The extra-ordinary interpolating capability of neural network has resulted in numerous research in approximating and solving the ordinary and partial differential equations e.g. Chen et al. [274]. Currently, the researchers are looking into approximating the mathematical operators directly from universal approximation of operator theory (see Chen and Chen [275]). The goal of this endeavor is to solve the integral equations such as the Lippmann–Schwinger micromechanics equations (Z. Liu et. al. [190]). A major step forward towards this target is made by Li et al. [276] in their proposed Graph Kernel Network, in which they developed neural operators for solving partial differential equations. In this work, a kernel-based graph neural network is shown to be able to mimic the Green’s function method for solving partial differential equation. One drawback of this method is the associated computational cost and storage requirement increases with the size of the problem. A more general version of approximating the Green’s function operator is proposed by Lu et al. in their DeepONet [277] and by Gin et al. in their DeepGreen methods (see [278]). These approximation works are vital in computational mechanics as these can directly solve the micromechanics equation for multiscale analysis like FE-SCA. Moreover, these networks have suggested that the analytical calculus method such as differentiation and integration, and solution of differential and integration equations can be directly expressed as an approximation of neural network. In this regard, recurrent neural networks have shown promised to be identical in structure of wave equations [279]. These researches are directed towards a future when the research and education in the science, technology, engineering, and mathematics (STEM) sector with discrete calculus will be transformed with the aid of deep learning. We are envisioning this field as deep learning discrete calculus, a new perspective in teaching calculus by the integration of calculus definition, numerical analysis, and deep learning (see Liu et al. [280]).

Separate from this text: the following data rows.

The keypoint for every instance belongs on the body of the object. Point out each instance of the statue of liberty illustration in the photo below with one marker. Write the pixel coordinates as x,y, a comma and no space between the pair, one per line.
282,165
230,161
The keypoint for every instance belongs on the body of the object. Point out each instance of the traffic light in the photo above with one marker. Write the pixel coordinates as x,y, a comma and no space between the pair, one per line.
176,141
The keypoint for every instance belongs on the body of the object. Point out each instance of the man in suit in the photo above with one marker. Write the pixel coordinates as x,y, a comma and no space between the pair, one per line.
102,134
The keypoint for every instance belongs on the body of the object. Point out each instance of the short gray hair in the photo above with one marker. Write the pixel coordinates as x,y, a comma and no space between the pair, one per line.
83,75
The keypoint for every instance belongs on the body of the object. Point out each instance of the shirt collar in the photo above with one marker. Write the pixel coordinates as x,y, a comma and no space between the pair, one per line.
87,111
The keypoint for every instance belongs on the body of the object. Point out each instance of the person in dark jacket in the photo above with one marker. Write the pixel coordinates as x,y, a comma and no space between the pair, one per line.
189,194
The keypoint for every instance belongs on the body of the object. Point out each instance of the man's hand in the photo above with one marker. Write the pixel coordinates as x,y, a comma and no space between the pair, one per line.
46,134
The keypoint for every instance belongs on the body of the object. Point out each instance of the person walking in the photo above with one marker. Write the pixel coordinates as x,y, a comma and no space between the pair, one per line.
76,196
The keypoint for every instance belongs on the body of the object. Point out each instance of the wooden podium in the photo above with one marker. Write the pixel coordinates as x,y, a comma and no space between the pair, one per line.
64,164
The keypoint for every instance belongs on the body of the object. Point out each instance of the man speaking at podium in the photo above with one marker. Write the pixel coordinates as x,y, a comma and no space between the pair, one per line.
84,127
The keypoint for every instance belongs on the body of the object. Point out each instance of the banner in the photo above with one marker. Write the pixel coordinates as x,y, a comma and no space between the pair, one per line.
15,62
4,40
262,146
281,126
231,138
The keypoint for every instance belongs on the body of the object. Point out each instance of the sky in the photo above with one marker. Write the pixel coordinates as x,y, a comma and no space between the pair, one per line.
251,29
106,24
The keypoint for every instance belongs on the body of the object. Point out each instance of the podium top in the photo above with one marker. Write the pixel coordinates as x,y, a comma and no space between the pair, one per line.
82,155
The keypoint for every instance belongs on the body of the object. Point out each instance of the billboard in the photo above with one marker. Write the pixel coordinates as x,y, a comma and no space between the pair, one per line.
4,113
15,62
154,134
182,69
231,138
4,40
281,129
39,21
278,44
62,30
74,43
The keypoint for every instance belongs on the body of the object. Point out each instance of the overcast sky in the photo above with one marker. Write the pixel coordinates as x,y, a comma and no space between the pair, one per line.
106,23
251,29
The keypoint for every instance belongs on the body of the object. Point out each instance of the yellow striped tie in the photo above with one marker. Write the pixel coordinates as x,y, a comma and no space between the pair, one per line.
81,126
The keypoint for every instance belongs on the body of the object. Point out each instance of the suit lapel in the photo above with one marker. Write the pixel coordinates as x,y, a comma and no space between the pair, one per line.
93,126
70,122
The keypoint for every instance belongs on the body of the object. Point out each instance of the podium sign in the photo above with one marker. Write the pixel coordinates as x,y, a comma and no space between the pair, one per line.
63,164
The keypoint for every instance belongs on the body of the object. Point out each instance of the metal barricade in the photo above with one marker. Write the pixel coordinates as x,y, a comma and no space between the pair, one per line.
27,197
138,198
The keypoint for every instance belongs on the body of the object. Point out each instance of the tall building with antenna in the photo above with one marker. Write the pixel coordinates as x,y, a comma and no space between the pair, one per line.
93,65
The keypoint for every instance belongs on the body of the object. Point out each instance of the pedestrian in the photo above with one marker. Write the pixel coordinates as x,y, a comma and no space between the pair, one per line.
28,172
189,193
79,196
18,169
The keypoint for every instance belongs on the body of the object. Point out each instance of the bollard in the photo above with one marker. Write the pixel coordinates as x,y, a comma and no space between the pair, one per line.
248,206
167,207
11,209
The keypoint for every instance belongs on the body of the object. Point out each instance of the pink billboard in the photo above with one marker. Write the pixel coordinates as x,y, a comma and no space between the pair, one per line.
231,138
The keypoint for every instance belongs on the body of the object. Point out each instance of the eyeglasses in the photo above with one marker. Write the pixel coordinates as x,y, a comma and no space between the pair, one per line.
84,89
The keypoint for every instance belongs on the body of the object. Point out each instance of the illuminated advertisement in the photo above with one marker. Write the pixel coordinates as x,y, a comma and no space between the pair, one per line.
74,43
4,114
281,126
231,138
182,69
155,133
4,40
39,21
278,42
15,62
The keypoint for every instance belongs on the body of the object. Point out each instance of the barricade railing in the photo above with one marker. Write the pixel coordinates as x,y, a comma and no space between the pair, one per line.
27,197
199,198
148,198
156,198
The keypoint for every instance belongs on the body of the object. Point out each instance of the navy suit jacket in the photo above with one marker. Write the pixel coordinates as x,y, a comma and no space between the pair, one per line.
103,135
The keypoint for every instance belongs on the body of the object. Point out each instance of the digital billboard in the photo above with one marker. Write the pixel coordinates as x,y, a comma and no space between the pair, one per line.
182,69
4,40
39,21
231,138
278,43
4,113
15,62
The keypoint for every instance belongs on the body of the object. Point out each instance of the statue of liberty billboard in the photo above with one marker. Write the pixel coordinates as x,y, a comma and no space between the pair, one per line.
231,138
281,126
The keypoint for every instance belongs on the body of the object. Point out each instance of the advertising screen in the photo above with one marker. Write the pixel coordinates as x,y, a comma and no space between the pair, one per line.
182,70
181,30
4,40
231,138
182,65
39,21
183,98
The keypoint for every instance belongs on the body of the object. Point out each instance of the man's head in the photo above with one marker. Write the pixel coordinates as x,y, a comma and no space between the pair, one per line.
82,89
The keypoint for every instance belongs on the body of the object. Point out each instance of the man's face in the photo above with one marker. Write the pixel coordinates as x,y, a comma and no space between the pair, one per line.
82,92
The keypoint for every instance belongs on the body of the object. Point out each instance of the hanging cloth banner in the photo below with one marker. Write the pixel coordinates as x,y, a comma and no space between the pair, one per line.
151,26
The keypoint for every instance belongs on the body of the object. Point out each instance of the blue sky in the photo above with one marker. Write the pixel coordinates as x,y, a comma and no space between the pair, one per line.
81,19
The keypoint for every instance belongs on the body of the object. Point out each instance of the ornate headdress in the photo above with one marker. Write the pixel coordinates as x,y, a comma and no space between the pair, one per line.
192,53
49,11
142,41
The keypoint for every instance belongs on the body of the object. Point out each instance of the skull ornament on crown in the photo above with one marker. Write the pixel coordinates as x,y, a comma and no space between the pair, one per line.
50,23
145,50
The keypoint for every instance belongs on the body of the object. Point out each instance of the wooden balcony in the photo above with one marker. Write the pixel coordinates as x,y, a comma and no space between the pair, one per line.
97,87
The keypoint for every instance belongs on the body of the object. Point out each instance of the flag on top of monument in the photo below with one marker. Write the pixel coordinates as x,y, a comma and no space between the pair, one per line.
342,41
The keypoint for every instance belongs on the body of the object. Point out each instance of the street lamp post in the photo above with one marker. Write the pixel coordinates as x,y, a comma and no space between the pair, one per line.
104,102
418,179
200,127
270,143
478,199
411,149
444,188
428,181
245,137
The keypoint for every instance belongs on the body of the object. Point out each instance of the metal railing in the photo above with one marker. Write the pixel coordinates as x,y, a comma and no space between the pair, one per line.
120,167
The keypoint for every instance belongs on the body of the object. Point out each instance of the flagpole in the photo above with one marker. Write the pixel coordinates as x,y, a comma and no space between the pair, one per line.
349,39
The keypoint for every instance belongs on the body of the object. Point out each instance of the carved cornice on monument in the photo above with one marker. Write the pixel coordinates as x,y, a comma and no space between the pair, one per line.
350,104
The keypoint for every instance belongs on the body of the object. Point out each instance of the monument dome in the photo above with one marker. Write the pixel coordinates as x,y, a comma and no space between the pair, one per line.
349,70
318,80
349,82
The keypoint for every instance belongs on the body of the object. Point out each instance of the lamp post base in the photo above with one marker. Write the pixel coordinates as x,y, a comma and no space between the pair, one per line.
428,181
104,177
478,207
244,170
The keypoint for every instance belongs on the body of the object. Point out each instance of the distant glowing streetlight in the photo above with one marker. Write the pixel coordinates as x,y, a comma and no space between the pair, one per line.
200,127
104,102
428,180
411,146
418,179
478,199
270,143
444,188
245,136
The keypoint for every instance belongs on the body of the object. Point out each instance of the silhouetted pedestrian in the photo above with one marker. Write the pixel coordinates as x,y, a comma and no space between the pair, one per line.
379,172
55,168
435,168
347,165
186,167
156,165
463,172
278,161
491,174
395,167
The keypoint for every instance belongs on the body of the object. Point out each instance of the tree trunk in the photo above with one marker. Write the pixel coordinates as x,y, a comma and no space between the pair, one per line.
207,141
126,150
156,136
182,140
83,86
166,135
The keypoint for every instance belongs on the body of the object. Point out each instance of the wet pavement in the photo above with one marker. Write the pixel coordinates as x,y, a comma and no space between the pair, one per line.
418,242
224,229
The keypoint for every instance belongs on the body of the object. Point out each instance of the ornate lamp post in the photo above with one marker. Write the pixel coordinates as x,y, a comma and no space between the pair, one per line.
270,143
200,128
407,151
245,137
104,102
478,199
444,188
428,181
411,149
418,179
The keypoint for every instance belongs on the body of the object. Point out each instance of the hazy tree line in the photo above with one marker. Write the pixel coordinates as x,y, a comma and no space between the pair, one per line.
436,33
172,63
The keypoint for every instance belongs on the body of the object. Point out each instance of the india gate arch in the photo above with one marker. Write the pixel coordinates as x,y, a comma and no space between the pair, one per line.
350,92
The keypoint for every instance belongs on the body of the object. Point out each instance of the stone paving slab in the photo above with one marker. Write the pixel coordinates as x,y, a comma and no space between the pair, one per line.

The development of model reduction methods meets the urgent demand in the industry for fast and nearly real time simulations of engineering problems, such as online dynamic system control, structural health monitoring, vehicle health monitoring, on-line advanced manufacturing feedback control, automated driving controls and decisions, etc. Such applications usually require an intensive interaction between sensors, control algorithms, and simulation tools. Practical optimal control may require a reliable prediction within the range of milli- or sub-milli-second. Reducing the computation cost of simulations has been one of the major motivations for developing model reduction methods. Other reduced order modeling related topics are the feature engineering and data analytics, which constitute an extensive literature in field of machine learning. Thus, the reduced order modeling and the machine learning have intrinsic connections. Developing reduced order machine learning methods may enable physics-data combined models that can overcome the current bottleneck in model reduction methods and purely data-driven machine learning approaches.